Jim KingJim King


I was born in Portland, Maine and came to Alaska in 1949 where I have been a registered voter for some 65 years now.

I went to work as an Enforcement Agent under the Alaska Game Commission, in 1951. This was a system that gave some local identity to a FWS Regional Office that served as the game department for the Territory of Alaska. I learned to fly single engine airplanes on wheels, skis and floats in the Fairbanks area. I functioned as a game warden during hunting and trapping seasons and spent most of my summers assisting Alaska’s only full time waterfowl biologist with surveys and banding.

After Alaska became a State in 1959 and developed its own game department, FWS was much reduced with responsibility for federal laws and treaties such as the Migratory Bird Treaty Act, Federal Refuge Management and a few other laws. Because of my waterfowl experience I was appointed the first Refuge Manager for the 2.8 million acre National Wildlife refuge on the Yukon Delta recently designated by President Lyndon Johnson’s Interior Secretary, Stewart Udall. I my wife Mary Lou and two baby girls, moved to a new house at the Yupik village of Bethel.
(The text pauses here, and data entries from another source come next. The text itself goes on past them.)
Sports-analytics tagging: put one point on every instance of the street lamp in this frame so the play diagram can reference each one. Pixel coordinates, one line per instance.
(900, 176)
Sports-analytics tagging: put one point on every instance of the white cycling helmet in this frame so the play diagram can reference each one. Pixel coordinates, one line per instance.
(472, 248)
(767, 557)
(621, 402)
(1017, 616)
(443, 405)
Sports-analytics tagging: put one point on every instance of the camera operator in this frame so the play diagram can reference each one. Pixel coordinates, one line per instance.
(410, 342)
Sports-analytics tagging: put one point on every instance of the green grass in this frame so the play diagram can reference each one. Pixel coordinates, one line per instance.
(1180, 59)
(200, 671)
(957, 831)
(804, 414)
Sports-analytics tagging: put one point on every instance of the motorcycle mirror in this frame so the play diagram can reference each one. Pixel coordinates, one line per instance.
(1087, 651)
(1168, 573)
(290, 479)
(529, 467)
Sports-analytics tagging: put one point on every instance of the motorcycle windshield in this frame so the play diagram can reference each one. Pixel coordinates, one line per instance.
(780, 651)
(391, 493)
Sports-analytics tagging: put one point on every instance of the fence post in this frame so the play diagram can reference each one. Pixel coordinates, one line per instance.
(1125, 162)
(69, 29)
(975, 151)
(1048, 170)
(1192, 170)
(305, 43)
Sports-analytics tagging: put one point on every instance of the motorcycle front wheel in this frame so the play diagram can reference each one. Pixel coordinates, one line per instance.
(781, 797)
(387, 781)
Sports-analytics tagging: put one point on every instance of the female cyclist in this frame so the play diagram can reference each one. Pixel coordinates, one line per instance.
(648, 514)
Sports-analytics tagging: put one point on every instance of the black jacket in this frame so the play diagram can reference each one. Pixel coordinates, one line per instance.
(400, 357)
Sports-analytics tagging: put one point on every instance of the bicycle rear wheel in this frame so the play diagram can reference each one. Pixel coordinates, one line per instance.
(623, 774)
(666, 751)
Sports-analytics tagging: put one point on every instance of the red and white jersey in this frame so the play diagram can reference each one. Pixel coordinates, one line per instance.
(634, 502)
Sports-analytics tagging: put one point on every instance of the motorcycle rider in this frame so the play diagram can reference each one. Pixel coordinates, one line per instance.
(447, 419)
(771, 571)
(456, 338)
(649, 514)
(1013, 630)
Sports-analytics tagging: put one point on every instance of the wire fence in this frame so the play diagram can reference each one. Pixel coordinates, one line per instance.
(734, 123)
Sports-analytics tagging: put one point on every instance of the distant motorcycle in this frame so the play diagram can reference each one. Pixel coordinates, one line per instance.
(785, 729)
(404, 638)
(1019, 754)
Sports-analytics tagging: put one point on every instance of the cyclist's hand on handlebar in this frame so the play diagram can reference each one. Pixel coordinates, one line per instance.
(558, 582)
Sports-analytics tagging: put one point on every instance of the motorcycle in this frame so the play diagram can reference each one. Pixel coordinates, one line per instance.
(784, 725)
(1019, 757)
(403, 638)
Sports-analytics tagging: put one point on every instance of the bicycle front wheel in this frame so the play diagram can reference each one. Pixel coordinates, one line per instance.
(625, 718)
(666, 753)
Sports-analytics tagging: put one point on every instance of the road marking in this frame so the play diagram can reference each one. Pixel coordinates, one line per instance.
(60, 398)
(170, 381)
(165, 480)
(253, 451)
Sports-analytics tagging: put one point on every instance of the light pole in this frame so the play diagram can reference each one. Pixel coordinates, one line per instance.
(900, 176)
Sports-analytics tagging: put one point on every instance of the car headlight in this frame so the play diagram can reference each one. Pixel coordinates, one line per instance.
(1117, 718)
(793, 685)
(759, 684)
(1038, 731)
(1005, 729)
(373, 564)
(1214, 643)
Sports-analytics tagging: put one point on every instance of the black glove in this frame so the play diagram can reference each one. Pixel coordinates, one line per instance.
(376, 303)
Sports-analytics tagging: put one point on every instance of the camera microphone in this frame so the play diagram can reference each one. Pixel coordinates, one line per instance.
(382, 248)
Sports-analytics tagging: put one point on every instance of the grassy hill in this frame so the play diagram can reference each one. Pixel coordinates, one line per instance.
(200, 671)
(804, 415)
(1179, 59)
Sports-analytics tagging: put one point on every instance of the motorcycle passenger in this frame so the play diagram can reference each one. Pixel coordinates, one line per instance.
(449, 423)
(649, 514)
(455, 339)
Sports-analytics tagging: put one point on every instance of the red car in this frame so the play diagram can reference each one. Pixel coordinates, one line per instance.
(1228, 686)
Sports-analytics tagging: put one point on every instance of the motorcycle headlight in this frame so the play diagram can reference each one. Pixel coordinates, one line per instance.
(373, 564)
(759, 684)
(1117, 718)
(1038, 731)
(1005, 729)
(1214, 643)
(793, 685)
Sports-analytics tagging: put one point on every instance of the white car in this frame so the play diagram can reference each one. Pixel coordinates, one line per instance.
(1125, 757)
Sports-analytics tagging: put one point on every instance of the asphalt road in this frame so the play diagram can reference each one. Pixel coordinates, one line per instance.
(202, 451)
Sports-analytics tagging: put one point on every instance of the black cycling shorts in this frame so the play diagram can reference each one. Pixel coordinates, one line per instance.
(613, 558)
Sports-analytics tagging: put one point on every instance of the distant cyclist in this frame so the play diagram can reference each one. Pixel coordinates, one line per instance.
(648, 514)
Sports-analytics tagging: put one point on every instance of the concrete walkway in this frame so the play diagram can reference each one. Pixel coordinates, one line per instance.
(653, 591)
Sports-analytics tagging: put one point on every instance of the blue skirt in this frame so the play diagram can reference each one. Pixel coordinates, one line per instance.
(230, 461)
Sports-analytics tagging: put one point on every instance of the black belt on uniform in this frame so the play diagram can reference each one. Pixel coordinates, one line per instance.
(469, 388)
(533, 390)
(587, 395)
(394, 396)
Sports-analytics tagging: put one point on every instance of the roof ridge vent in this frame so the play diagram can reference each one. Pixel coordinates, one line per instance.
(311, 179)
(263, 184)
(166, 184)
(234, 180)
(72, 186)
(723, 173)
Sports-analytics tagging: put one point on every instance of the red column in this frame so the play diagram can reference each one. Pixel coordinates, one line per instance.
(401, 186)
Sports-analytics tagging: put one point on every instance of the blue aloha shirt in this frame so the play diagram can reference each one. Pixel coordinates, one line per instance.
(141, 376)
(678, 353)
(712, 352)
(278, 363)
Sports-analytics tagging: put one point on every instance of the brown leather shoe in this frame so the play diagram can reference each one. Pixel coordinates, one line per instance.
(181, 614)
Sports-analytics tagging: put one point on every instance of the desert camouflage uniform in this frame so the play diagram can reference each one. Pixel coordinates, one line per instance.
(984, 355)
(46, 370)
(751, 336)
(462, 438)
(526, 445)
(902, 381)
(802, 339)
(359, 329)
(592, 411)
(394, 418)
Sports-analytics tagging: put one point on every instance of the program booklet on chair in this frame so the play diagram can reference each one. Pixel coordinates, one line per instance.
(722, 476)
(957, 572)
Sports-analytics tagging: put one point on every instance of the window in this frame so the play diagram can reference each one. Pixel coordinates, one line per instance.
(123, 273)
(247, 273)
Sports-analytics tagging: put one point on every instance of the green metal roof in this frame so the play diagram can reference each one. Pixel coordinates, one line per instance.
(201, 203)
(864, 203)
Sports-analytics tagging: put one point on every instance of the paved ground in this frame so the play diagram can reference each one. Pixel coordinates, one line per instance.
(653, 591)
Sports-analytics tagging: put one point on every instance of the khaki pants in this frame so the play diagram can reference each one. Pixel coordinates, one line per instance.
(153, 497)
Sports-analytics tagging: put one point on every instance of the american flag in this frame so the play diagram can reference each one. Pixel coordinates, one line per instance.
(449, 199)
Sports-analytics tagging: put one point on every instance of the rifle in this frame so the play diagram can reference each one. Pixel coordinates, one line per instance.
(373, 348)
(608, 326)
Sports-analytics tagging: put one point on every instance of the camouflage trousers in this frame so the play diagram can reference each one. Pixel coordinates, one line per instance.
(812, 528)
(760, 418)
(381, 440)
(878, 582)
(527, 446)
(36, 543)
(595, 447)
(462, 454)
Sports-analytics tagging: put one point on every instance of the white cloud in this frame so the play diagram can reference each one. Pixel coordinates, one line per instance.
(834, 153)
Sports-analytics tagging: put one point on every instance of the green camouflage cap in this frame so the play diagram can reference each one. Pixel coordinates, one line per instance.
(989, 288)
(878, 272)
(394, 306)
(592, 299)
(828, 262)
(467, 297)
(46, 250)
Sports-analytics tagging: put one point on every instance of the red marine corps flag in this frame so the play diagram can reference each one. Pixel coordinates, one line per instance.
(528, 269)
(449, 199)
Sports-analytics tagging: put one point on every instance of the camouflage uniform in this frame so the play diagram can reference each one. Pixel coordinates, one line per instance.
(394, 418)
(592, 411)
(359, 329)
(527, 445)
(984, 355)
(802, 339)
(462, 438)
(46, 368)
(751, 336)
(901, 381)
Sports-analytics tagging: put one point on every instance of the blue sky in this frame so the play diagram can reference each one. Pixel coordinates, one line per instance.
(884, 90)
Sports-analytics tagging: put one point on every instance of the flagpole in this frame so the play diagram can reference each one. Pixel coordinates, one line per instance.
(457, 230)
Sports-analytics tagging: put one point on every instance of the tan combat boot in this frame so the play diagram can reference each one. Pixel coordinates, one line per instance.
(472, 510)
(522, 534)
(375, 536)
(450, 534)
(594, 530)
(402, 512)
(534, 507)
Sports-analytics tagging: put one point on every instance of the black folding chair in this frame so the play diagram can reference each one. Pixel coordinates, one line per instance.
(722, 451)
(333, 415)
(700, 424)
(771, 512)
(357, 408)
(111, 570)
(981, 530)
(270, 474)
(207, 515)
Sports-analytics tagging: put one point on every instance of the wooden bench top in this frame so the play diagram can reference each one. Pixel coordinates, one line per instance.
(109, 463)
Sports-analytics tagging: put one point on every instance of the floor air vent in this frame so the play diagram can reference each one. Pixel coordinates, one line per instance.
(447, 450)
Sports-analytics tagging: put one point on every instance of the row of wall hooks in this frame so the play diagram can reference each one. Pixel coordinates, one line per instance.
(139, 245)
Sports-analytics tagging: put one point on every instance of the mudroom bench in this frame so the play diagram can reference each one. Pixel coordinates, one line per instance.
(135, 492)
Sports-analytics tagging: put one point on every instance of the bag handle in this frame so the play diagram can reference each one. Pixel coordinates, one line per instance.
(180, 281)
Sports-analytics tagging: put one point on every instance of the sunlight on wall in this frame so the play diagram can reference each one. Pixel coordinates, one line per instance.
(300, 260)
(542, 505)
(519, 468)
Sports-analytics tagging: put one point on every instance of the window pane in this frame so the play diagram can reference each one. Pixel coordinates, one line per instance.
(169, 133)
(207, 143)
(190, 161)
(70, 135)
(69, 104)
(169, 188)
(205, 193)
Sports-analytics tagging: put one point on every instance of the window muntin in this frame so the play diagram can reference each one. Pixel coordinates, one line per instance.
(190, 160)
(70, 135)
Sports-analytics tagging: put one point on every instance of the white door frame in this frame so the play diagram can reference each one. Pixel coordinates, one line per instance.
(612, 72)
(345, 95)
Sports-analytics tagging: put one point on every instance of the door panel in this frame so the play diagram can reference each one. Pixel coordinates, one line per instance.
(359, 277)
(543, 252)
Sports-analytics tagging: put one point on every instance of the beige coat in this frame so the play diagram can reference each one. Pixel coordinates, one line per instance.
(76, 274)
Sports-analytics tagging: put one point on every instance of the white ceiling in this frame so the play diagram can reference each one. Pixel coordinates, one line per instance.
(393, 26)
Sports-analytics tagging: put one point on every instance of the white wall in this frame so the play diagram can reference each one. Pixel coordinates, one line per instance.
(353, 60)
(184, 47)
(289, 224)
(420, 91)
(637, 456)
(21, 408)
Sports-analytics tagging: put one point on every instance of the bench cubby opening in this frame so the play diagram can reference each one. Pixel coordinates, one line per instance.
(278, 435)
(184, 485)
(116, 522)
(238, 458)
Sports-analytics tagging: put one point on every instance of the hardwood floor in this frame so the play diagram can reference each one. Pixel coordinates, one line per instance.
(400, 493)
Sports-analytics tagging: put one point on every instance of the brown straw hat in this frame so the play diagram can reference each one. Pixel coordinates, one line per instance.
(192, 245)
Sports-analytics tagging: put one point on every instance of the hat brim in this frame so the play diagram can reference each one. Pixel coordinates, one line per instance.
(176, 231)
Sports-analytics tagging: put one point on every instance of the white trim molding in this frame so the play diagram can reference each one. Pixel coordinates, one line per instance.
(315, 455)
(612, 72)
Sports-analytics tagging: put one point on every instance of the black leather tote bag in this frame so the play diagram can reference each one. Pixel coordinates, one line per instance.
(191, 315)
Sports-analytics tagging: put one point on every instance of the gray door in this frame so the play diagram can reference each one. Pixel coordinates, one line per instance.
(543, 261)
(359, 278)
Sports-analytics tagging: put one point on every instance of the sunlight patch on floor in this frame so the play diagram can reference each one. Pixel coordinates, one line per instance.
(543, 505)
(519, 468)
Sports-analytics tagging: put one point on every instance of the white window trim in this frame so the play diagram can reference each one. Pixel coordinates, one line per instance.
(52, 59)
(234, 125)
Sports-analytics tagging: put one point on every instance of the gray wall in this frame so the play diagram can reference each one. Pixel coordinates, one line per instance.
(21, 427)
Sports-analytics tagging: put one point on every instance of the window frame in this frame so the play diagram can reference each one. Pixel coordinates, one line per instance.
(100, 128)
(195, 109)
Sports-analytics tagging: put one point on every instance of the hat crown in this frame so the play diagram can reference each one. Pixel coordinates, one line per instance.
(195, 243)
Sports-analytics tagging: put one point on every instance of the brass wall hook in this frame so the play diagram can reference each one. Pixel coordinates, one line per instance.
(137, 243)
I had no secretary and no assistant so Mary Lou filled those roles and earned a salary which was never paid. While at Bethel I was able to explore the coastal habitat from Nome south to the Aleutian Islands during migration to try and understand the birds that nested on my refuge.

After two years at Bethel, the job of Supervisor of Waterfowl Investigations in Alaska which included the job of Flyway Biologist for Alaskan and Canada’s Yukon Territory, came open and I was offered the job with headquarters in Juneau. Big title but I had no authority over anybody but myself. I remained in that job for 20 years until retirement in 1983.

My biggest responsibility as “Waterfowl Supervisor” was the annual Breeding Pair Duck Survey which required about 100 hours of flying in May/June over the big river flood plains and coastal marsh lands all over temperate Alaska and a little bit of the Yukon. By recording duck numbers on 214 transect segments each 16 miles long, I could report changes from the preceding year and from the ten year averages, data useful in developing hunting regulations for US and Canada to the south.

Other efforts as Waterfowl Supervisor included: Developing population numbers for the abundant Bald Eagles in south coastal Alaska at a time when they were endangered in all other States; developing population numbers for Trumpeter Swans nesting in Alaska; experimenting with aerial observations of cliff nesting seabirds; leading banding crews for ducks and geese that nest in Alaska and disperse from eastern Siberia to the Caribbean Islands. What an exciting place to be doing bird work.

I flew 30 years for FWS logging 6555 hours as pilot in command and after retirement another 3000 some hours as co-pilot/observer with FWS and private companies doing bird work, all in Alaska. I didn’t have any life threatening accidents to report.

As well as my own book, Attending Alaska’s Birds, I had about 50 published papers and chapters in four books.

I received various recognitions and awards most significant being Honorary Doctor of Science from the University of Alaska 1989 and Award for Distinguished Service, US Department of Interior, 2002.

In retrospect I had a very rewarding career with FWS. I wear my National Wildlife Refuge System, 1903-2003, belt buckle every day with pride. I can’t think of anything I regret or opportunities I missed. I haven’t mentioned the dozens of people who were part of my work but I virtually never worked alone. Lots of them are mentioned in my book.